Sie mietete sich in einer kleinen, neu erbauten Pension nahe dem Fähranleger ein - die einzige auf Skomer. Früher hatte es hier nur Vögel und Felsen gegeben, jüngst hatte man schließlich doch dem Tourismus Tribut gezollt. Der Pensionswirt betrieb sogar einen winzigen Pub, in dem sich abends die Männer aus den umliegenden Häusern trafen. Fährleute, ein Vogelwart und ein paar alte Fischer, die noch in den wenigen Hütten auf Skomer wohnten.

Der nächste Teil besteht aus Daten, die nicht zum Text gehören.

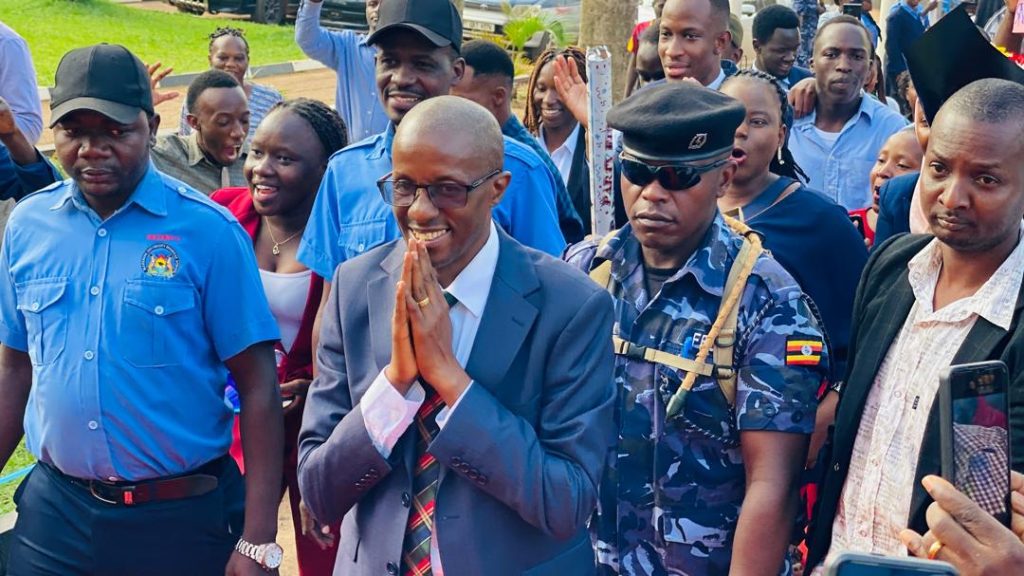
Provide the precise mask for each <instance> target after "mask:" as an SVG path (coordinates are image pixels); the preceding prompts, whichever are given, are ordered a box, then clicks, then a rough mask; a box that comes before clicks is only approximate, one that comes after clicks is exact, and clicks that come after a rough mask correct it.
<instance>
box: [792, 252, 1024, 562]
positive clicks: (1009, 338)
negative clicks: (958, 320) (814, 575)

Obwohl etliche Touristen kamen, um die Menhire und die Vogelwelt, vor allem die Papageientaucher, zu bestaunen, erregte Sams Erscheinen allgemeines Interesse, was wohl vor allem ihrem schreiend roten Schal mit den grünen Karos und den gelben Ausrufezeichen darauf zuzuschreiben war. Da sie sich ansonsten gerne relativ dezent kleidete, versuchte Sam mit ungewöhnlichen, meist sehr bunt gemusterten Schals oder Halstüchern etwas Pep in ihre Garderobe zu bringen und verfügte über eine erstaunliche Kollektion exklusiver oder zumindest auffälliger Designs. Die Ausrufezeichen übten scheinbar eine fast magnetische Anziehungskraft auf die Blicke der Männer aus, was Sam nun doch etwas unangenehm war. Sie band das Tuch ab und steckte es in ihre Tasche.

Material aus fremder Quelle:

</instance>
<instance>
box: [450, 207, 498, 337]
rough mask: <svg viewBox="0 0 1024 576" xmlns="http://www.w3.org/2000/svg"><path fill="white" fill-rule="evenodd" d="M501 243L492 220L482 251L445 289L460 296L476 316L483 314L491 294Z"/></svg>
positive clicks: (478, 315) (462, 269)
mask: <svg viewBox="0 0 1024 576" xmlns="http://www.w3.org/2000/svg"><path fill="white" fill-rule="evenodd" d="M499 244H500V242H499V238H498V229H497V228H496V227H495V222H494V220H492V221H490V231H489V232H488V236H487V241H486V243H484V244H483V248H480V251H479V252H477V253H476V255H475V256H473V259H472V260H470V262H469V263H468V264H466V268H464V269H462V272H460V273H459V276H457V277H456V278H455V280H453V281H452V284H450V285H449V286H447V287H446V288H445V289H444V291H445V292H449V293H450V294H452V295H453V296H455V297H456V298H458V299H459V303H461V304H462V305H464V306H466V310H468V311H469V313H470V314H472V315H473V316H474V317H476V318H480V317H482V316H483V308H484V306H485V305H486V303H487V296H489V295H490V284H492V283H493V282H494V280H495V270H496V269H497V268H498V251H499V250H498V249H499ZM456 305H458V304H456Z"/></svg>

„Was solls sein?“, fragte der Mann hinter dem Tresen und Sam entschied sich für ein kleines Stout. „Tourist?“
„Äh, ja oder vielmehr nein - ich bin in einer Grundstücksangelegenheit hier.“
„Ich kenn mich gut aus hier, kenn praktisch jeden. Viel Grundstücke gibts hier nich. Kenn sie alle, will ich wohl meinen. Was für ein Grundstück suchen Sie denn?“
„Das mit dem Haus, in dem die Morde geschehen sind, wissen Sie, welches ich meine?“
„Ja klar doch. Kennt hier jeder. Liegt direkt vor der Halbinsel 'The Neck'. Auf 'Nigger Island'. Da wollten schon viele hin. Das ‚Agatha Christie Haus’ haben sies immer genannt. Na ja, jedenfalls war es wohl so ne Art Vorlage für das Buch mit den zehn Indianern oder was das war. Die meisten Touristen fahren heute ja nach Skomer, wegen der Vögel, wissen Sie. Meistens mit den Ausflugsbooten, die fahren zweimal täglich. Die Fährboote nehmen nur wenige. Schon gar nicht abends. Zum Übernachten bleibt kaum jemand - meistens nur junge Pärchen.“
Einige der Männer, die in Hörweite saßen, zwinkerten sich zu, lachten etwas anzüglich auf, so ein Lachen, bei dem man den Mund nicht öffnete und das ein bisschen nach Ersticken klang, und der Mann fuhr etwas irritiert fort: „Nach 'Nigger Island' will heute fast keiner mehr. Nicht mal die Fährboote legen da mehr an. Früher mal, aber heute nicht mehr. Aber hier, der alte Pete, der fährt mit seinem Kutter jeden hinüber, der da hin will und bezahlen kann. Was, Pete?“
Ein alter Mann, der in der Nähe an einem Einzeltisch saß und aufmerksam zugehört hatte, nickte eifrig. Der Wirt stellte vor Sam ein gut gefülltes Glas mit schwarzbraunem Bier ab, auf dem eine cremefarbene, dünne Schaumkrone schwamm.
„Aber wenn Sie mich fragen", fuhr er dabei fort, "das lohnt nicht. In den letzten Jahren ist kaum jemand mehr deshalb gekommen. Seit sie im Internet diesen Bericht haben, wo drin steht, dass das alles doch ganz anders war.“
„Anders?“
„Na ja, anders eben, sag ich doch. Oder hab ich das nicht gesagt? Das Haus hat dem alten Owens gehört, also dem ganz alten. Edward J. Owens hieß er, glaub ich. Die Christie hat das in U. N. Owen verdreht, Sie wissen schon, unknown, unbekannt eben, damit das spannender wird.“
„Was ist denn passiert, damals, ich meine, wirklich?“ Der Wirt wischte langsam mit einem Lappen über den Tresen, als müsse er seine Erinnerungen erst sammeln. Er war froh, die alte Geschichte wieder mal jemandem erzählen zu können, der sie noch nicht kannte.